The United Nations' human rights chief, Navi Pillay, lashed out Wednesday at South Sudanese President Salva Kiir and opposition leader Riek Machar, saying the two men have allowed their personal differences to bring the young nation to the edge of disaster.
"The country’s leaders, instead of seizing their chance to steer their impoverished and war-battered young nation to stability and greater prosperity, have instead embarked on a personal power struggle that has brought their people to the verge of catastrophe," Pillay told reporters in Juba.
"The deadly mix of recrimination, hate speech, and revenge killings that has developed relentlessly over the past four and a half months seems to be reaching boiling point," she said. Pillay voiced concern that neither South Sudan’s political leaders nor the international community understand "how dangerous the situation now is."
Pillay was speaking on the final day of a three-day visit to South Sudan, which she made at the request of U.N. Secretary-General Ban Ki-moon. The U.N. leader asked her to "personally to come and talk to the country’s leaders" and investigate mass killings in the towns of Bentiu and Bor.
Ban's Special Advisor on the Prevention of Genocide, Adama Dieng, accompanied Pillay on the trip. The two U.N. envoys held talks in Juba with Kiir and members of his government before travelling to an undisclosed location where they met with Machar.
En route to the meeting with the opposition leader, they stopped at the U.N. base in Bor, where scores of civilians were killed two weeks ago in an attack.
"We listened to the concerns of some of the survivors and heard their descriptions of this brutal assault (in Bor), which appeared to have the sole aim of killing as many civilians in the camp as possible on the basis of their ethnicity," Pillay told reporters.

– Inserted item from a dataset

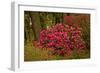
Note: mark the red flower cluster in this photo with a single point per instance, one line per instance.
(62, 39)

At the meeting with Machar, the U.N. officials and opposition leader discussed the killings of civilians in Bentiu, which have been blamed on rebel forces. Hundreds of people, including civilians who sheltered in a mosque, a church and a hospital, are said to have been killed in attacks when the Unity state capital fell to opposition forces two weeks ago.
Pillay welcomed Machar's assurances "that he is carrying out his own investigation into what happened and that he will do his utmost to stop his forces from committing revenge attacks on civilians."
She also said government officials gave her assurances that they have launched an investigation into the mass killings of civilians in Juba, where the conflict first erupted in in mid-December.
Pillay called for the investigations to be swift and thorough, and for those found to be responsible for the violence to be held accountable.
"Without accountability, there is nothing to deter others from committing similar summary executions and mass killings," she warned.
Dieng echoed Pillay's call for "those responsible for serious violations" to be held accountable.
"The world is watching," he said, calling for an immediate end to the violence.
Leaders appear unconcerned about famine risk
Pillay said she was "appalled by the apparent lack of concern she saw in both Kiir and Machar about the risk of famine" in South Sudan.
"The prospect of widespread hunger and malnutrition being inflicted on hundreds of thousands of their people because of their personal failure to resolve their differences peacefully did not appear to concern them very much," she said.
She also chastized the international community for failing to respond to a U.N. call for more funds for humanitarian aid for South Sudan, and for falling short in providing troops for a beefed-up U.N. peacekeeping force in the war-torn country.
According to Pillay, only a third of the extra 5,500 troops that the U.N. Security Council gave the green light to in December have been deployed in South Sudan.
How much worse does it have to get before those who can bring this conflict to an end, especially President Kiir and Dr. Machar, decide to do so?
Having more peacekeepers on the ground could save lives, as did "the strong intervention of Indian peacekeepers" at the U.N. base in Bor, which Pillay credited with saving hundreds of lives during the attack two weeks ago.
She also singled out UNMISS for praise, saying the U.N. Mission had "unquestionably saved thousands of lives when it opened the gates of ... its compounds to people fleeing deadly attacks."
But even with the life-saving actions of the U.N., the statistics about South Sudan are grim, Pillay said.
Some 80,000 people are sheltering at eight U.N. compounds; more than 9,000 children have been recruited by both sides to fight in the conflict; 32 schools have been taken over by military forces, and more than 20 attacks have been launched on clinics and health centres, Pillay said.
"Many women and girls have been raped, often brutally and sometimes by several fighters. Others have been abducted. Children have also been killed during indiscriminate attacks on civilians by both sides," she added.
"How much worse does it have to get before those who can bring this conflict to an end, especially President Kiir and Dr. Machar, decide to do so?”
Pillay and Dieng left Wednesday for Addis Ababa, where slow-moving peace talks for South Sudan resumed this week.